A novel strategy based on machine learning of selective cooling control of work roll for improvement of cold rolled strip flatness
Pengfei Wang,
Jinkun Deng,
Xu Li (),
Changchun Hua,
Lihong Su () and
Guanyu Deng ()
Additional contact information
Pengfei Wang: Yanshan University
Jinkun Deng: Hebei North China Petroleum Rongsheng Machinery Manufacturing Co., Ltd
Xu Li: Northeastern University
Changchun Hua: Yanshan University
Lihong Su: University of Wollongong
Guanyu Deng: University of Queensland
Journal of Intelligent Manufacturing, 2024, vol. 35, issue 7, No 29, 3559-3576
Abstract:
Abstract Precise selective cooling control of work roll can significantly improve the cold rolled strip flatness in steel manufacturing industry. To improve the control accuracy of the coolant output of selective work roll cooling control system, a machine learning (ML) algorithm with differential evolution-gray wolf algorithm optimization support vector machine regression (DE-GWO-SVR) model has been proposed for the first time in this study. This model combines the differential evolution (DE) with grey wolf optimization algorithm (GWO) to improve the optimization performance of the algorithm. Then, the SVR model parameters are optimized with differential evolutionary gray wolf hybrid algorithm (DE-GWO) to improve the regression accuracy. Finally, the influences of data normalization methods and the selection of SVR kernel functions were systematically investigated. Compared with the test results of other regression models, the evaluation index R2 based on the DE-GWO-SVR model is greater and the RMSE, MAE, and MAPE are smaller. The DE-GWO-SVR model performs the best, with a higher regression accuracy than the other regression models. Besides, it has been successfully applied to a 1450 mm five-stand industrial cold rolling mill.
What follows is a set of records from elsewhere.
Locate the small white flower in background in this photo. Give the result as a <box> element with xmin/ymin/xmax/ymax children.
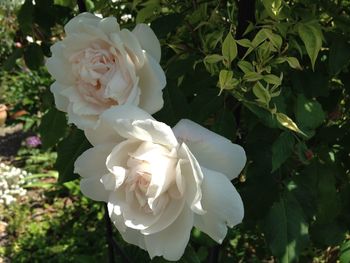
<box><xmin>46</xmin><ymin>13</ymin><xmax>166</xmax><ymax>129</ymax></box>
<box><xmin>75</xmin><ymin>105</ymin><xmax>246</xmax><ymax>260</ymax></box>
<box><xmin>0</xmin><ymin>163</ymin><xmax>28</xmax><ymax>205</ymax></box>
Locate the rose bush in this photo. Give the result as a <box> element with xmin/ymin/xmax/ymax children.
<box><xmin>46</xmin><ymin>13</ymin><xmax>166</xmax><ymax>129</ymax></box>
<box><xmin>75</xmin><ymin>105</ymin><xmax>246</xmax><ymax>260</ymax></box>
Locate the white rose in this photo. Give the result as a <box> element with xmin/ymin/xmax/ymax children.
<box><xmin>75</xmin><ymin>105</ymin><xmax>246</xmax><ymax>260</ymax></box>
<box><xmin>46</xmin><ymin>13</ymin><xmax>166</xmax><ymax>129</ymax></box>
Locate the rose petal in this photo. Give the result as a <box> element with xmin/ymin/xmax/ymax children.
<box><xmin>80</xmin><ymin>177</ymin><xmax>109</xmax><ymax>202</ymax></box>
<box><xmin>115</xmin><ymin>119</ymin><xmax>178</xmax><ymax>148</ymax></box>
<box><xmin>194</xmin><ymin>167</ymin><xmax>244</xmax><ymax>243</ymax></box>
<box><xmin>74</xmin><ymin>144</ymin><xmax>113</xmax><ymax>178</ymax></box>
<box><xmin>145</xmin><ymin>206</ymin><xmax>193</xmax><ymax>261</ymax></box>
<box><xmin>84</xmin><ymin>105</ymin><xmax>153</xmax><ymax>145</ymax></box>
<box><xmin>141</xmin><ymin>195</ymin><xmax>185</xmax><ymax>235</ymax></box>
<box><xmin>107</xmin><ymin>191</ymin><xmax>126</xmax><ymax>232</ymax></box>
<box><xmin>105</xmin><ymin>140</ymin><xmax>140</xmax><ymax>175</ymax></box>
<box><xmin>67</xmin><ymin>104</ymin><xmax>98</xmax><ymax>130</ymax></box>
<box><xmin>46</xmin><ymin>51</ymin><xmax>74</xmax><ymax>86</ymax></box>
<box><xmin>50</xmin><ymin>81</ymin><xmax>69</xmax><ymax>112</ymax></box>
<box><xmin>178</xmin><ymin>144</ymin><xmax>205</xmax><ymax>217</ymax></box>
<box><xmin>132</xmin><ymin>24</ymin><xmax>161</xmax><ymax>62</ymax></box>
<box><xmin>64</xmin><ymin>12</ymin><xmax>101</xmax><ymax>34</ymax></box>
<box><xmin>139</xmin><ymin>55</ymin><xmax>166</xmax><ymax>114</ymax></box>
<box><xmin>119</xmin><ymin>29</ymin><xmax>145</xmax><ymax>68</ymax></box>
<box><xmin>98</xmin><ymin>16</ymin><xmax>120</xmax><ymax>35</ymax></box>
<box><xmin>113</xmin><ymin>192</ymin><xmax>161</xmax><ymax>230</ymax></box>
<box><xmin>60</xmin><ymin>87</ymin><xmax>106</xmax><ymax>116</ymax></box>
<box><xmin>173</xmin><ymin>119</ymin><xmax>247</xmax><ymax>180</ymax></box>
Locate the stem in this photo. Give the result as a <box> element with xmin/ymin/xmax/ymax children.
<box><xmin>104</xmin><ymin>204</ymin><xmax>114</xmax><ymax>263</ymax></box>
<box><xmin>104</xmin><ymin>204</ymin><xmax>132</xmax><ymax>263</ymax></box>
<box><xmin>235</xmin><ymin>0</ymin><xmax>255</xmax><ymax>58</ymax></box>
<box><xmin>77</xmin><ymin>0</ymin><xmax>87</xmax><ymax>13</ymax></box>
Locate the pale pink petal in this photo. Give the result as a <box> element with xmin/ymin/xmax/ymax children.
<box><xmin>173</xmin><ymin>119</ymin><xmax>247</xmax><ymax>180</ymax></box>
<box><xmin>132</xmin><ymin>24</ymin><xmax>161</xmax><ymax>62</ymax></box>
<box><xmin>80</xmin><ymin>177</ymin><xmax>109</xmax><ymax>202</ymax></box>
<box><xmin>145</xmin><ymin>206</ymin><xmax>193</xmax><ymax>261</ymax></box>
<box><xmin>64</xmin><ymin>12</ymin><xmax>101</xmax><ymax>34</ymax></box>
<box><xmin>98</xmin><ymin>16</ymin><xmax>120</xmax><ymax>35</ymax></box>
<box><xmin>178</xmin><ymin>144</ymin><xmax>205</xmax><ymax>217</ymax></box>
<box><xmin>50</xmin><ymin>81</ymin><xmax>69</xmax><ymax>112</ymax></box>
<box><xmin>194</xmin><ymin>167</ymin><xmax>244</xmax><ymax>243</ymax></box>
<box><xmin>84</xmin><ymin>105</ymin><xmax>152</xmax><ymax>145</ymax></box>
<box><xmin>115</xmin><ymin>118</ymin><xmax>178</xmax><ymax>148</ymax></box>
<box><xmin>141</xmin><ymin>198</ymin><xmax>187</xmax><ymax>235</ymax></box>
<box><xmin>138</xmin><ymin>55</ymin><xmax>166</xmax><ymax>114</ymax></box>
<box><xmin>74</xmin><ymin>144</ymin><xmax>113</xmax><ymax>178</ymax></box>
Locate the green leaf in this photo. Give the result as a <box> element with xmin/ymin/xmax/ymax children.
<box><xmin>136</xmin><ymin>2</ymin><xmax>159</xmax><ymax>24</ymax></box>
<box><xmin>339</xmin><ymin>240</ymin><xmax>350</xmax><ymax>263</ymax></box>
<box><xmin>17</xmin><ymin>0</ymin><xmax>34</xmax><ymax>35</ymax></box>
<box><xmin>310</xmin><ymin>221</ymin><xmax>346</xmax><ymax>246</ymax></box>
<box><xmin>222</xmin><ymin>32</ymin><xmax>237</xmax><ymax>65</ymax></box>
<box><xmin>298</xmin><ymin>23</ymin><xmax>323</xmax><ymax>70</ymax></box>
<box><xmin>212</xmin><ymin>109</ymin><xmax>236</xmax><ymax>140</ymax></box>
<box><xmin>272</xmin><ymin>131</ymin><xmax>295</xmax><ymax>172</ymax></box>
<box><xmin>328</xmin><ymin>38</ymin><xmax>350</xmax><ymax>75</ymax></box>
<box><xmin>263</xmin><ymin>74</ymin><xmax>281</xmax><ymax>86</ymax></box>
<box><xmin>276</xmin><ymin>112</ymin><xmax>304</xmax><ymax>134</ymax></box>
<box><xmin>151</xmin><ymin>14</ymin><xmax>183</xmax><ymax>38</ymax></box>
<box><xmin>295</xmin><ymin>94</ymin><xmax>325</xmax><ymax>130</ymax></box>
<box><xmin>24</xmin><ymin>43</ymin><xmax>44</xmax><ymax>70</ymax></box>
<box><xmin>235</xmin><ymin>38</ymin><xmax>254</xmax><ymax>48</ymax></box>
<box><xmin>39</xmin><ymin>108</ymin><xmax>67</xmax><ymax>149</ymax></box>
<box><xmin>316</xmin><ymin>165</ymin><xmax>341</xmax><ymax>224</ymax></box>
<box><xmin>204</xmin><ymin>54</ymin><xmax>223</xmax><ymax>64</ymax></box>
<box><xmin>244</xmin><ymin>102</ymin><xmax>278</xmax><ymax>129</ymax></box>
<box><xmin>237</xmin><ymin>60</ymin><xmax>254</xmax><ymax>73</ymax></box>
<box><xmin>286</xmin><ymin>57</ymin><xmax>302</xmax><ymax>69</ymax></box>
<box><xmin>262</xmin><ymin>0</ymin><xmax>283</xmax><ymax>19</ymax></box>
<box><xmin>55</xmin><ymin>129</ymin><xmax>91</xmax><ymax>183</ymax></box>
<box><xmin>3</xmin><ymin>48</ymin><xmax>23</xmax><ymax>70</ymax></box>
<box><xmin>219</xmin><ymin>69</ymin><xmax>233</xmax><ymax>90</ymax></box>
<box><xmin>263</xmin><ymin>193</ymin><xmax>309</xmax><ymax>263</ymax></box>
<box><xmin>243</xmin><ymin>71</ymin><xmax>263</xmax><ymax>82</ymax></box>
<box><xmin>253</xmin><ymin>82</ymin><xmax>271</xmax><ymax>106</ymax></box>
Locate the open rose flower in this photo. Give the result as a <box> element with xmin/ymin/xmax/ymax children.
<box><xmin>75</xmin><ymin>105</ymin><xmax>246</xmax><ymax>260</ymax></box>
<box><xmin>46</xmin><ymin>13</ymin><xmax>166</xmax><ymax>129</ymax></box>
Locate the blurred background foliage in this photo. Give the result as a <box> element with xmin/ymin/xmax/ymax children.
<box><xmin>0</xmin><ymin>0</ymin><xmax>350</xmax><ymax>263</ymax></box>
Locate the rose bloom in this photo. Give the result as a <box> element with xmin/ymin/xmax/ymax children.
<box><xmin>75</xmin><ymin>105</ymin><xmax>246</xmax><ymax>260</ymax></box>
<box><xmin>46</xmin><ymin>13</ymin><xmax>166</xmax><ymax>129</ymax></box>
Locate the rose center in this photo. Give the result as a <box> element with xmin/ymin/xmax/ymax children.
<box><xmin>69</xmin><ymin>42</ymin><xmax>130</xmax><ymax>108</ymax></box>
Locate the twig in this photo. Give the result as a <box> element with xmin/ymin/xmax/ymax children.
<box><xmin>104</xmin><ymin>204</ymin><xmax>132</xmax><ymax>263</ymax></box>
<box><xmin>104</xmin><ymin>204</ymin><xmax>114</xmax><ymax>263</ymax></box>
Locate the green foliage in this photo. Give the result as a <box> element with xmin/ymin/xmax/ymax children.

The model has higher control accuracy for the thermal crown of the work roll and better control effect for the flatness deviation of the strip steel. This study provides a novel strategy with a help of ML algorithm to effectively improve the flatness quality of cold rolled strips by optimizing the selective cooling control of work roll, which exhibits a great practical application potential in steel manufacturing.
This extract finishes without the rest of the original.